Днём у калитки загудел мотор. Паша стоял у забора с сумкой и термосом.
— Проезжал. Подумал — вдруг гвозди есть, — сказал он, будто оправдываясь. — И петля у меня нашлась.
Он снял рукавицы, посмотрел на перекашивающуюся доску, присвистнул. Лена молча стояла рядом, держала доску, пока Паша выравнивал столб, укреплял петлю, менял гвозди на болты. Снег сыпался ему за воротник, он встряхивал плечами и снова прикручивал. Собака сидела в проходе и наблюдала, неуверенно подвывая, когда металл звенел о металл.
— Теперь не убежит, — сказал Паша, проверяя ход калитки. Та открывалась мягко, без привычного жалобного скрежета. — Ну, или убежит, но с трудом.
Лена улыбнулась впервые открыто.
— Спасибо. У меня руки на другое заточены.
— На живое, — ответил он. — Это важнее.
Он поставил термос на порог, достал из сумки мешочек с сухим кормом, бинт, пузырёк перекиси.
— Тут… на всякий. С базы ветеринар заезжает иногда. Я скажу, пусть вечером посмотрит.
Они стояли у новой калитки, как у порога, и было странное чувство, будто не только железо нашло своё место. Паша простился коротким кивком и ушёл к машине. Снег скрипел у него под ботинками так же, как вчера у Лены — только теперь этот звук не пугал.
Вечером дом пах чаем и дровами. Сорока ругалась на чайник, коты спорили, чья миска лучше, и один из них — белоносов — внезапно дружелюбно ткнулся в бок собаки. Та тихо тявкнула, неловко виляя хвостом, и легла у печки, поджав лапы. Лена сидела на табурете, держала кружку и вслушивалась в ровное дыхание — собаки, печи, дома. Она посмотрела в окно: по улице прошла тень, замялась у калитки, потом отступила — наверно, кто-то проверил, насколько легко она теперь открывается.
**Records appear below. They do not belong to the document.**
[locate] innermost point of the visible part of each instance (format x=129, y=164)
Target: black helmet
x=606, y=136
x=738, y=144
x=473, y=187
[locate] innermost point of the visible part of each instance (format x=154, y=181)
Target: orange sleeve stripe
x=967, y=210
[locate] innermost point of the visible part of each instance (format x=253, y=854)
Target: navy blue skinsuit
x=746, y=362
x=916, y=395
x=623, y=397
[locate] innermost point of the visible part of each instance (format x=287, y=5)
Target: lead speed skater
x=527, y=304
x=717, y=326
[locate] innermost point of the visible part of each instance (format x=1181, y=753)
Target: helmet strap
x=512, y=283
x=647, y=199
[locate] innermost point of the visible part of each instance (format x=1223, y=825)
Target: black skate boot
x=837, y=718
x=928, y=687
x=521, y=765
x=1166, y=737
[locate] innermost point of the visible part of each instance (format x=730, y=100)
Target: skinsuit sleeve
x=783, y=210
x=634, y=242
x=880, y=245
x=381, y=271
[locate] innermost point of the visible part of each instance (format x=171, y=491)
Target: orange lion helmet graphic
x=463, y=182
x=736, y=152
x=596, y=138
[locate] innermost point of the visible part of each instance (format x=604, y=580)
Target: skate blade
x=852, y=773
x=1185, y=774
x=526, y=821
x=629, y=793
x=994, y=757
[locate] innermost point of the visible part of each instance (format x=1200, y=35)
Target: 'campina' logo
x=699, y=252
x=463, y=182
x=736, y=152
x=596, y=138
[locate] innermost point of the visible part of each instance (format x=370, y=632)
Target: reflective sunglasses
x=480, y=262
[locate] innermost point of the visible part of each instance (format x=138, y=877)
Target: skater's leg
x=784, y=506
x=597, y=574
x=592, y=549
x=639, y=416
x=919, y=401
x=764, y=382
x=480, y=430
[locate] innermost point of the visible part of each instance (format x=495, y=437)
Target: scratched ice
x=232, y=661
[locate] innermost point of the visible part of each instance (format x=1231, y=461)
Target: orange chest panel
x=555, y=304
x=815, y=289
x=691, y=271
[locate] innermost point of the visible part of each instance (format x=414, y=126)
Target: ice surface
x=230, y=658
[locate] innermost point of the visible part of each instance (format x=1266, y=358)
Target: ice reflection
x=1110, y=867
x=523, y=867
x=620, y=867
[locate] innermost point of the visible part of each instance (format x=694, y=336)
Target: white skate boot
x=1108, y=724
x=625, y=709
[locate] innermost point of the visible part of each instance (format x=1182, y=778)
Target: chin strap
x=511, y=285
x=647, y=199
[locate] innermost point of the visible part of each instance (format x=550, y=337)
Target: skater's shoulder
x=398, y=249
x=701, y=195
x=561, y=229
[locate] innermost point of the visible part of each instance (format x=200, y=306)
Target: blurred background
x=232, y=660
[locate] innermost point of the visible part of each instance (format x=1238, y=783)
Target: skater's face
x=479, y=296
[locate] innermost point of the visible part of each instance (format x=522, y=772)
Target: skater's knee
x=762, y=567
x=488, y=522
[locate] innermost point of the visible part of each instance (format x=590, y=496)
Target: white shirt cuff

— Теплушка, — сказала Лена и сама удивилась, как быстро нашлось имя. Собака подняла голову, посмотрела на неё уже по-другому — с тем самым маленьким огоньком, который чувствуешь кожей. Зима будто отодвинулась на полшага. И было ясно: завтра тоже будет кому открыть калитку, и кому её закрыть. И чай будет пахнуть мятой. И добро продолжит возвращаться — делом, а не словами.